La Cour de cassation a rendu mardi 26 juin une décision susceptible d'ouvrir la voie à un procès Eternit en France. Elle a en effet cassé la décision de la chambre d'instruction de la cour d'appel de Paris qui avait annulé les mises en examen de la société Eternit et de cinq de ses anciens responsables pour "homicides et blessures involontaires".
Premières plaintes, il y a 16 ans
"En France, les premières plaintes de travailleurs exposés à l'amiante avaient été déposées il y a 16 ans, au tribunal de grande instance de Valenciennes ! Les plaignants sont morts depuis... Il n'y a aucun grands procès", a déclaré, Sylvie Topaloff, l'une des avocates des victimes, selon des propos rapportés par l'AFP.
Les anciens directeurs généraux de la société Eternit, Joseph Cuvelier et Daniel Vast, avaient été mis en examen en 2009 pour avoir involontairement causé la mort de 23 salariés et occasionné des blessures involontaires à 10 salariés entre 1971 et 1994.
Les dirigeants n'auraient pas pris les mesures de sécurité nécessaires pour protéger les salariés de l'exposition aux fibres d'amiante dans cinq usines du groupe situées à Vitry-en-Charollais (Saône-et-Loire), Valenciennes-Thiant (Nord), Caronte-Martigues (Bouches-du-Rhône), Albi (Tarn) et Saint-Grégoire (Ille-et-Vilaine).
Mais le 16 décembre 2011, la chambre d'instruction de la cour d'appel de Paris avait annulé les mises en examen. C'est cette décision que la chambre criminelle de la Cour de cassation vient à son tour d'annuler, renvoyant les parties devant la même juridiction qui devra statuer de nouveau sur les demandes de nullité de mise en examen de Messieurs Cuvelier et Vast.

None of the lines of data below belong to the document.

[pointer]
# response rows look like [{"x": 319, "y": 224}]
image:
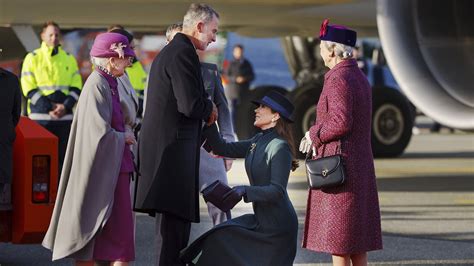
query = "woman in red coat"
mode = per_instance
[{"x": 345, "y": 220}]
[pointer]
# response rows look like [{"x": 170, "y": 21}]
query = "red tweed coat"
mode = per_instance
[{"x": 345, "y": 219}]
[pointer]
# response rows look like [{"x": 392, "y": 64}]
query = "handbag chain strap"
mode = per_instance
[{"x": 315, "y": 150}]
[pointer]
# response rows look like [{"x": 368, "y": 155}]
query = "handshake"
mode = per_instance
[
  {"x": 213, "y": 116},
  {"x": 306, "y": 144}
]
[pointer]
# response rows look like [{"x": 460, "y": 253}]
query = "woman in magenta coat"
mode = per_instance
[{"x": 345, "y": 220}]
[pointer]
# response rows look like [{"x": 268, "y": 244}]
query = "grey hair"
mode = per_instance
[
  {"x": 172, "y": 29},
  {"x": 198, "y": 12},
  {"x": 99, "y": 61},
  {"x": 342, "y": 51}
]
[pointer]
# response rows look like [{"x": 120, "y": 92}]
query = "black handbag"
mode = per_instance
[{"x": 325, "y": 172}]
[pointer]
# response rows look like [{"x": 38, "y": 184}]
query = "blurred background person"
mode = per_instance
[
  {"x": 344, "y": 220},
  {"x": 239, "y": 74},
  {"x": 92, "y": 218},
  {"x": 51, "y": 81},
  {"x": 10, "y": 109}
]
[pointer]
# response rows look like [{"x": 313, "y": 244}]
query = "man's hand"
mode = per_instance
[
  {"x": 228, "y": 164},
  {"x": 306, "y": 143},
  {"x": 213, "y": 116},
  {"x": 130, "y": 138},
  {"x": 235, "y": 195}
]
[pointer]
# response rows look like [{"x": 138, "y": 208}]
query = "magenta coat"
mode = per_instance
[{"x": 345, "y": 219}]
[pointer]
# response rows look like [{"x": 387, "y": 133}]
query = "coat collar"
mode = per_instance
[
  {"x": 344, "y": 64},
  {"x": 184, "y": 39}
]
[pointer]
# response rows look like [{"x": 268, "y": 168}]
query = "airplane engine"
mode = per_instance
[{"x": 429, "y": 46}]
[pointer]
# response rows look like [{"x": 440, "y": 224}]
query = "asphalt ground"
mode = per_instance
[{"x": 426, "y": 200}]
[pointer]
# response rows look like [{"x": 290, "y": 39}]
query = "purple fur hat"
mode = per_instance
[
  {"x": 337, "y": 33},
  {"x": 111, "y": 44}
]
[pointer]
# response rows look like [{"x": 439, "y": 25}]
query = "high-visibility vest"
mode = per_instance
[
  {"x": 138, "y": 77},
  {"x": 55, "y": 77}
]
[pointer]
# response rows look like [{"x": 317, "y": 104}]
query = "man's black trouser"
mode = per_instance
[{"x": 175, "y": 233}]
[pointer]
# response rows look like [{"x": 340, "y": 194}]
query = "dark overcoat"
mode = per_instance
[
  {"x": 345, "y": 219},
  {"x": 268, "y": 237},
  {"x": 10, "y": 108},
  {"x": 237, "y": 68},
  {"x": 170, "y": 138}
]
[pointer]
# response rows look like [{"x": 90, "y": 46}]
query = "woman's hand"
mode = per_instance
[
  {"x": 306, "y": 143},
  {"x": 130, "y": 138}
]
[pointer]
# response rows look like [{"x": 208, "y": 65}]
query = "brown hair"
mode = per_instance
[
  {"x": 50, "y": 23},
  {"x": 284, "y": 129}
]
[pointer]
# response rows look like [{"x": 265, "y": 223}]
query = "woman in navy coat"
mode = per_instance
[
  {"x": 345, "y": 220},
  {"x": 267, "y": 237}
]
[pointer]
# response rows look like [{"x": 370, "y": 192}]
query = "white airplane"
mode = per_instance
[{"x": 428, "y": 44}]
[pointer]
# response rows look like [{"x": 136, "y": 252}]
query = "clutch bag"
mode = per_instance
[
  {"x": 215, "y": 192},
  {"x": 325, "y": 172}
]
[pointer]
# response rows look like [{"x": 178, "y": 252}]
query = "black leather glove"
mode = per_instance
[{"x": 235, "y": 195}]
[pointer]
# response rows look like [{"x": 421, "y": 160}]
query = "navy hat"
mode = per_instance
[
  {"x": 337, "y": 33},
  {"x": 278, "y": 103}
]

Vers un grand procès pénal de l'amiante ?
"Mais on peut maintenant imaginer qu'elle les rejettera, en se conformant à la position de la Cour de cassation", a déclaré à l'AFP Jean-Paul Teissonnière, l'un des avocats des victimes. "Cela ouvre la perspective d'un renvoi des responsables d'Eternit devant le tribunal correctionnel de Paris. Le premier grand procès de l'amiante en France pourrait alors commencer !", ajoute-t-il.
Les "milliers de victimes contaminées et les familles endeuillées par l'amiante d'Eternit (...) reprennent espoir que se tienne enfin le procès pénal qu'elles attendent depuis seize ans", s'est réjouie l'Association nationale de défense des victimes de l'amiante (Andeva) à l'origine de la procédure, rapporte l'AFP.
Les sénatrices Marie-Christine Blandin (EELV - Nord) et Aline Archimbaud (EELV – Seine-Saint-Denis) applaudissent également "un pas salutaire vers un procès pénal de l'amiante en France". "Alors que la presse internationale et de très nombreuses organisations de victimes ont salué comme un événement historique la condamnation à 16 ans de prison des anciens propriétaires des usines Eternit (Italie), l'espoir en France se réveille", soulignent-elles. Même si les sénatrices relèvent que cette décision "ne règle pas tous les problèmes entourant la tenue de ce procès", en particulier le manque de moyens pour mener l'instruction, dénoncé également par FO-Magistrats.
La juge Marie Odile Bertella-Geffroy, dessaisie en décembre de l'ensemble du dossier Eternit qu'elle instruisait depuis dix ans, en sera-t-elle de nouveau chargée compte tenu de sa connaissance du dossier ? Ce serait en tout cas le souhait de l'Andeva et de certains avocats, relate l'AFP.